I hold the knife as he punches me in the face, in the side, tries to twist my hands back, but I don’t let him go.

“Sacrifice,” I hiss in his face. “Sacrifice, you sick—“

Something very hard hits me in the side of the head and knocks me clear of Zohran. I slide on the slick dance floor, stunned for a brief moment, and only gather myself just in time for Artyom to advance, face glowing in rage. He kicks again and I twist, scrambling.

“You bastard! You fucking bastard!” He’s got a dinner knife in his hand and he tries to stab me with it. I stagger out of reach.

Men in suits spill into the room. Half are fighting each other.

It’s a brutal melee, a hand-to-hand battle of knives and truncheons.

Most likely, the Dragons agreed to no guns, as a sort of defensive measure, but now the ballroom’s devolving into a macabre slaughterhouse.

Blood’s slick all over, splashes on the floor, on the walls, men screaming and clutching at wounds, men with crumpled skulls, men wailing and spouting more blood, and Artyom comes on like a demon.

I kick at his knee and roll.
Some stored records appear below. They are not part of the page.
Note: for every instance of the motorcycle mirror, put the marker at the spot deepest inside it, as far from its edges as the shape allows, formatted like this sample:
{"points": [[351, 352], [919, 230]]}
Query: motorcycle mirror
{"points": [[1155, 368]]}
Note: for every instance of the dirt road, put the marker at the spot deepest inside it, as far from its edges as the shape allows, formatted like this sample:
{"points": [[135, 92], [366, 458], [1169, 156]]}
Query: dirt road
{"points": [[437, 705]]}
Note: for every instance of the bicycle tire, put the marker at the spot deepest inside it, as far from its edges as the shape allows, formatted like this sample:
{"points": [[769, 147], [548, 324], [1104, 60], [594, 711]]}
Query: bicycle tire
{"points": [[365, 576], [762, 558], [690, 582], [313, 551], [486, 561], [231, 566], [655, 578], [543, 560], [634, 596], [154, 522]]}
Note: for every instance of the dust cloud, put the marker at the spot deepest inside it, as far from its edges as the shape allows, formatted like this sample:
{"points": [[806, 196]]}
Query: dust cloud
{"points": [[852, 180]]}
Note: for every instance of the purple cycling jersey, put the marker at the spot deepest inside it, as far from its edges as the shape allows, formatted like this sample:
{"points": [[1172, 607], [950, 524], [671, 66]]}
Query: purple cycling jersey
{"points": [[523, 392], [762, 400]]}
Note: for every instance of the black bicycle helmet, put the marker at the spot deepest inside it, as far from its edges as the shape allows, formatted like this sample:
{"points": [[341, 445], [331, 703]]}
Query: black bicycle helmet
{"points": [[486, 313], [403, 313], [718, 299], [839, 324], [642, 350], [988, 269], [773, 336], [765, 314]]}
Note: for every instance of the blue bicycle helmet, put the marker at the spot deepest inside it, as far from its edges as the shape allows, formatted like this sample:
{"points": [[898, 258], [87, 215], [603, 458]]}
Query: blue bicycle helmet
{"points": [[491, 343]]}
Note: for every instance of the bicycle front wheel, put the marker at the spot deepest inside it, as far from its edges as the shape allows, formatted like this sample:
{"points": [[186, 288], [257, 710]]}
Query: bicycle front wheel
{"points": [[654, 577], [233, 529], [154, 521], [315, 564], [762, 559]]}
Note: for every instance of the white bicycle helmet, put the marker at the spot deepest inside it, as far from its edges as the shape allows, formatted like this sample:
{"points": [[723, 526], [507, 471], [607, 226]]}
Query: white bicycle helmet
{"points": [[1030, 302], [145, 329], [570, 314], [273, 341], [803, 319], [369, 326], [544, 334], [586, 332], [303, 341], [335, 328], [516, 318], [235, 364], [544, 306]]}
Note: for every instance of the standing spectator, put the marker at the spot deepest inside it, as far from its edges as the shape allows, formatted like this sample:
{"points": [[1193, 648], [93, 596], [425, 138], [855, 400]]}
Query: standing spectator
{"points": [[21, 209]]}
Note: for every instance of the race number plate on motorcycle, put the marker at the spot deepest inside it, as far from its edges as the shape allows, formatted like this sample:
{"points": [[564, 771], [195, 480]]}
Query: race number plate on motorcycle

He stumbles, weak from his wounds, and I snatch up a plate from the floor.

He’s slow to react when I smash it against his skull, sending him sprawling to the ground in a grunting, moaning heap.

I have half a second to survey the horror, desperately searching for Nika in the chaos, shoving past one half-stabbed soldier, hitting another with my elbow, slipping on blood, drenched in the stuff, blood staining my shoes, spotting Lorcan gleefully stabbing a man in full body armor, Prosper not far behind him cutting the throat of another soldier, panic hitting me at all the bodies stacking on the floor as screams and wails echo through the space—

Until I catch a glimpse of a bloody dress, a slim woman pulling herself up onto the table with a scream of effort, and there she is, glorious Nika, bloody like everyone else, soaked in it, clots of it dripping from her hair as she raises the gun she snuck past the guards and fires into the ceiling three times.

The shock of the sound breaks the fighting.

I stagger forward, the only movement in the charnel house. Corpses litter the floor. Lorcan tosses aside his victim casually. Prosper tries wiping his hands on his suit with a distasteful frown. I reach the table and I’m about to climb to her, when someone grabs me. I twist, ready to fight—

Massimo grips my arm tightly. “You have to claim it,” he says urgently. “Right now, no waiting. Claim what’s rightfully yours.”

I look away from him, up toward Nika, and she’s kneeling now. She reaches for me, and I meet her halfway. The gun slips from her fingers into my hand. I grip the handle and tug her down into a kiss, our bloody lips meeting, her terrified and panicked eyes pleading as she whispers.

“Do it, Gabe.”

I walk over to Zohran, where the Dragon’s still half alive despite the hole in his black heart, and shoot him in the skull.

His brains join the mess of blood on the sopping, ugly floor, and I turn to the room as Mass’s men join him, forming up in loose ranks, half of them cut and bleeding, and raise the gun into the air.

“Hail, Dragon Russo,” I shout into the quiet. “I killed the former Dragon, and his place is now mine. Hail the new Dragon.”

“Hail, Dragon Russo,” Mass calls out, followed by a chorus of his men.

Lorcan and Prosper exchange an amused look before joining in.

Mass’s soldiers move to secure the room. Prosper argues though, and eventually his staff is allowed inside to start cleaning up the mess. They drag corpses into the corner and start mopping up the illogical amount of blood seeping into the carpet.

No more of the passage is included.